High Framerate Perception

This post is a part of a series discussing the design of the Chronos platform. An introduction to this series is here.

In my previous post, I covered the design of the Atheon vision engine. In this post, I will talk about how Atheon and Mobius layer a portfolio of optimizations throughout various systems and sub-systems to achieve speeds between 100x and 500x faster than my legacy implementations.

Before I can begin, I need to give some background on Mobius. Mobius is a Lua-based automation system, and is both the core product provided by the Chronos platform and the main consumer of the Atheon vision library.

Note: neither Chronos nor Mobius are products for sale, but talking about software in this way is an occupational hazard.

Achieving high performance was a key goal of Atheon and a driving factor behind the caching-first, duplication-phobic design described in the Atheon post. Taken alone, the design boasted performance of up to 25x that of its predecessor.

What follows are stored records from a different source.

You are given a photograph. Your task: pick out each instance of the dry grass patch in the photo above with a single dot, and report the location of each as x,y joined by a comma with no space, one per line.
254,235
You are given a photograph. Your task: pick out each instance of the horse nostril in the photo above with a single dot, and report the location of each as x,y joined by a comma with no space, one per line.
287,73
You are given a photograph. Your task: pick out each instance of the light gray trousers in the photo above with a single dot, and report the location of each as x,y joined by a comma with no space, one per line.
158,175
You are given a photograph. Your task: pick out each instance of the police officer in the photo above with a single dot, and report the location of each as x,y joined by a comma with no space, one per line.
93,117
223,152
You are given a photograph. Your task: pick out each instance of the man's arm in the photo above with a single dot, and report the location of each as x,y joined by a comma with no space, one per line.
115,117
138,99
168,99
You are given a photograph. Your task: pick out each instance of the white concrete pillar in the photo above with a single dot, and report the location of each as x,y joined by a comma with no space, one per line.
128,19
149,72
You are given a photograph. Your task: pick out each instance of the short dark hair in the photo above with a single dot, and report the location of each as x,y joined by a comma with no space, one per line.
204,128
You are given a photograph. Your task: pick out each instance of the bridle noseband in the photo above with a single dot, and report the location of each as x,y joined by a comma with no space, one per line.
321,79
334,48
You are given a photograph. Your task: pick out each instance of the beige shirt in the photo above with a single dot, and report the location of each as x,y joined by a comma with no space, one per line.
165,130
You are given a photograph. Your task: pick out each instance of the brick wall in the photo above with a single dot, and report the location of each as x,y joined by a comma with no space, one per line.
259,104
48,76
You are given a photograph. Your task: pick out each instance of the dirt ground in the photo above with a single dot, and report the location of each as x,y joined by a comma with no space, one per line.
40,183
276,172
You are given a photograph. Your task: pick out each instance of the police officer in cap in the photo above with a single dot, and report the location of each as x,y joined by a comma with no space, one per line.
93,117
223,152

Operating a few levels up from the generic, atomic-scale optimization details of Atheon, Mobius can leverage its much richer context to squeeze out additional gains. As a result, Mobius achieves a framerate between 4x and 20x higher.

Framerate MinutiaGenerally, this post will talk about processing framerate, or the maximum framerate at which the processing pipeline can keep up with incoming frames. This is different from the input framerate, or the rate at which video of gameplay is received by Mobius.Mobius won't process the same frame multiple times, so it will limit itself to the input framerate even though the processing framerate is usually much higher. This might make the processing framerate seem negligible, but increasing it has two distinct advantages: 1. Reaction Time: a processing framerate of 200fps needs only 5 milliseconds to understand and react to a new frame. If processing framerate was the same as input framerate at 20fps, there would be 50 milliseconds of total reaction latency. 2. Resource Consumption: multiple Mobius instances can run in parallel, and these instances will contend for resources. As processing framerate increases, resource usage and contention decreases. If processing framerate is 10x higher than input framerate, Mobius can run roughly 10 instances before experiencing performance degradation.

Prefetching

In my post about Atheon, I touched on the concept of thread-agnosticism. In a nutshell: vision operations are implemented such that they can be parallelized or not, and they neither know nor care which one is happening.

Atheon ThreadingAtheon relies on an interface called IExecutor in order to schedule work. When an IExecutor performs any scheduled work, it passes another IExecutor along for that work to use. When a ThreadedExecutor is parallelizing work, it will pass along an InlineExecutor which runs any scheduled work in-place at the time of scheduling.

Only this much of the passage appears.